550 Background: CEF and AC followed by paclitaxel (AC/T) are commonly used adjuvant regimens in women with early breast cancer. In a trial conducted by the EORTC, NCIC CTG, and SAKK three months of dose-dense EC was equivalent to six months of CEF in women with locally advanced breast cancer. We hypothesized that three months of a taxane following dose-dense EC would be superior to CEF alone or AC/T. The results of a planned interim analysis were presented in San Antonio 2006 (Abstract #53). We now present more detailed results on efficacy and toxicity. Methods: Women 60 years of age or younger, with axillary node positive or high risk node negative breast cancer were randomized to CEF, EC/T or AC/T for six months. Results: Between December 2000 and April 2005, 2104 patients were enrolled. The median follow-up is 30.4 months. Hazard ratios for recurrence are: AC/T vs. CEF, 1.49 (95% CI, 1.12–1.99), p=0.005; AC/T vs. EC/T, 1.68 (95% CI, 1.25–2.27), p=0.0006; and EC/T vs. CEF, 0.89 (95% CI, 0.64–1.22), p=0.46. Three year recurrence-free survival rates for CEF, EC/T, and AC/T are 90.1, 89.5 and 85.0%, respectively.

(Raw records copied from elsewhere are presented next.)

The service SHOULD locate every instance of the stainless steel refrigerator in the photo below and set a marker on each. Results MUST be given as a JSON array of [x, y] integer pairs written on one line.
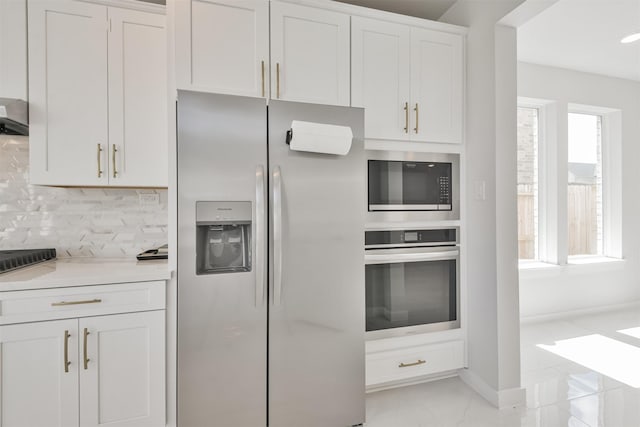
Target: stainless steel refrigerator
[[270, 267]]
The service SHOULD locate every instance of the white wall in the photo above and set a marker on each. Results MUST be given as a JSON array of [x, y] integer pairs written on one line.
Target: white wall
[[491, 231], [13, 49], [556, 290]]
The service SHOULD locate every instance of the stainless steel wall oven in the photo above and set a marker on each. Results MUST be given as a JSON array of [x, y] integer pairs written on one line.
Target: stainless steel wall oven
[[411, 281], [413, 186]]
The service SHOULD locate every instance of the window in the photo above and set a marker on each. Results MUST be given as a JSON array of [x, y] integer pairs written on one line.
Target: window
[[569, 180], [584, 189], [527, 182]]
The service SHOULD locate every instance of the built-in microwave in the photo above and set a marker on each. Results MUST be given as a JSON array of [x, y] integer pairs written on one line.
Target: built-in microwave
[[411, 281], [406, 186]]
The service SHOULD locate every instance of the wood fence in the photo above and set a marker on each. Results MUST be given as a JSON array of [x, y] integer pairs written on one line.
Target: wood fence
[[581, 213]]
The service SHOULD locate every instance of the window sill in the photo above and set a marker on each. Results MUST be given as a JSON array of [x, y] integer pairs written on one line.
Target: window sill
[[591, 259], [578, 265]]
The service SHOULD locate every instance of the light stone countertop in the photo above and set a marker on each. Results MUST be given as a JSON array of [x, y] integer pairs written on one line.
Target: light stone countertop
[[66, 272]]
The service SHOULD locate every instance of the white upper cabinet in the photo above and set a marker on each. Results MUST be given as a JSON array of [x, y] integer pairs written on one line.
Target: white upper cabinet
[[436, 86], [223, 46], [97, 95], [380, 70], [309, 54], [68, 92], [409, 80], [137, 99], [263, 49]]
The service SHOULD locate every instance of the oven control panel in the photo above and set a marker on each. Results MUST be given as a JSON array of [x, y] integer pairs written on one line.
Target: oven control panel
[[377, 239]]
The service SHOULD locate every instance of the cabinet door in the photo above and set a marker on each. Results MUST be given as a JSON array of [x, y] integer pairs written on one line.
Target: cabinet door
[[380, 76], [223, 46], [67, 92], [122, 370], [436, 86], [137, 99], [309, 54], [35, 387]]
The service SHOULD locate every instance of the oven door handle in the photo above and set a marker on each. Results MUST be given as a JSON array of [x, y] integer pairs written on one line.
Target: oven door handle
[[411, 257]]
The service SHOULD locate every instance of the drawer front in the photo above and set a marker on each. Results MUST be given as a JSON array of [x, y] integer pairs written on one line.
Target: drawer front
[[397, 365], [80, 301]]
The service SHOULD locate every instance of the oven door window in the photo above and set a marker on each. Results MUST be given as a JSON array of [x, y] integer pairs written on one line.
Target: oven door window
[[410, 294], [403, 185]]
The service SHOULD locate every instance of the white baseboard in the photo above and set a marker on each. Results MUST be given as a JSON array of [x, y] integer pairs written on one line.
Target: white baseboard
[[580, 312], [411, 381], [499, 398]]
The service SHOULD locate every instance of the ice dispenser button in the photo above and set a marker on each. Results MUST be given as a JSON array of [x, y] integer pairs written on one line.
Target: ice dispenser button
[[223, 242]]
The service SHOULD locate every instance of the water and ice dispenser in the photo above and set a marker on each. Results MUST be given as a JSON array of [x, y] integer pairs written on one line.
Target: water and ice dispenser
[[223, 237]]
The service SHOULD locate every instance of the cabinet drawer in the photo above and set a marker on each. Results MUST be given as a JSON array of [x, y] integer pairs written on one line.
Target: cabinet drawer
[[61, 303], [412, 362]]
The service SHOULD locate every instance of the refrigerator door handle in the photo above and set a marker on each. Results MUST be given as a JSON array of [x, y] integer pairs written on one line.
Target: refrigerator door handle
[[277, 235], [260, 233]]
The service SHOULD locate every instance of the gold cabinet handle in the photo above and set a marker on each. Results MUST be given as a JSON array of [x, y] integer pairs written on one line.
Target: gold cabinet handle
[[406, 365], [406, 117], [113, 160], [278, 80], [99, 160], [262, 78], [89, 301], [67, 335], [84, 341]]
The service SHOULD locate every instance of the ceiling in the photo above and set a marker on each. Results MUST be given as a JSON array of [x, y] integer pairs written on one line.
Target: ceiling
[[427, 9], [584, 35]]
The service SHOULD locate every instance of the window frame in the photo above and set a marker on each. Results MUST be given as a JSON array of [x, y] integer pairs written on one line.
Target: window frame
[[539, 106], [553, 170]]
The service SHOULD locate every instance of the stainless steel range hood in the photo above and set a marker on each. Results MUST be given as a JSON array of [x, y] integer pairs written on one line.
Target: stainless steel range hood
[[14, 116]]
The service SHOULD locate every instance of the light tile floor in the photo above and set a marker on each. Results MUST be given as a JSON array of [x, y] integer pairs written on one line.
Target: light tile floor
[[560, 392]]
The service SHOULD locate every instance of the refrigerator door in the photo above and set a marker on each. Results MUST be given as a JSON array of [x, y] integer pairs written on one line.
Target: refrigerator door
[[316, 313], [222, 305]]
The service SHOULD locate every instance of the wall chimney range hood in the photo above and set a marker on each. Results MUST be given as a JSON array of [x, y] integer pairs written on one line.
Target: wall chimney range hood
[[14, 116]]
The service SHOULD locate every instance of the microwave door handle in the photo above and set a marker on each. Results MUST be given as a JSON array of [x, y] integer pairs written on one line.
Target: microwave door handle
[[260, 233], [411, 257], [277, 235]]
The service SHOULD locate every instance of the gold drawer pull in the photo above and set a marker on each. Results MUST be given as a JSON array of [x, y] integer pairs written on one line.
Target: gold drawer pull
[[67, 335], [89, 301], [86, 357], [406, 117], [406, 365], [99, 160]]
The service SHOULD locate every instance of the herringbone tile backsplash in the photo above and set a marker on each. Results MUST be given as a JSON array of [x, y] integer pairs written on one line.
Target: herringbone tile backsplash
[[78, 222]]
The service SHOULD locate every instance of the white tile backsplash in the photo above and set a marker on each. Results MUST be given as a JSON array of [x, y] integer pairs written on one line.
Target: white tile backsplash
[[78, 222]]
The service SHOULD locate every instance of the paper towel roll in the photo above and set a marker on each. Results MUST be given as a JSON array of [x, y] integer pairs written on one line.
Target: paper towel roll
[[320, 138]]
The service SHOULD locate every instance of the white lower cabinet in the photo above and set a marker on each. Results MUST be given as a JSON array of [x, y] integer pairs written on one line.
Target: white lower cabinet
[[393, 367], [36, 389], [83, 371], [121, 370]]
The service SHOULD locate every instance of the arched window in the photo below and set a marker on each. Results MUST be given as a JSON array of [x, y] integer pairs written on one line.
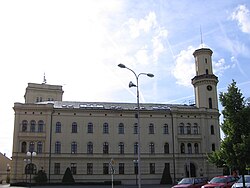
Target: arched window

There was no significant interaction between ER status and treatment. Multivariate analysis of predictive factors will be presented. The numbers of deaths are 50 (CEF), 47 (EC/T) and 65 (AC/T). There was more toxicity in CEF and EC/T compared to AC/T. Conclusion: AC/T given every three weeks, although less toxic is significantly inferior to CEF or EC/T in terms of relapse-free survival. It is too early to detect any difference between CEF and dose-dense EC/T. Our results indicate that there is still room to explore anthracycline and taxane adjuvant chemotherapy regimens. Supported by: NCI Canada and Canadian Cancer Society, Pfizer, Bristol-Myers Squibb, Amgen, Janssen Ortho, Ortho Biotech, and NCI US. [Table: see text] No significant financial relationships to disclose.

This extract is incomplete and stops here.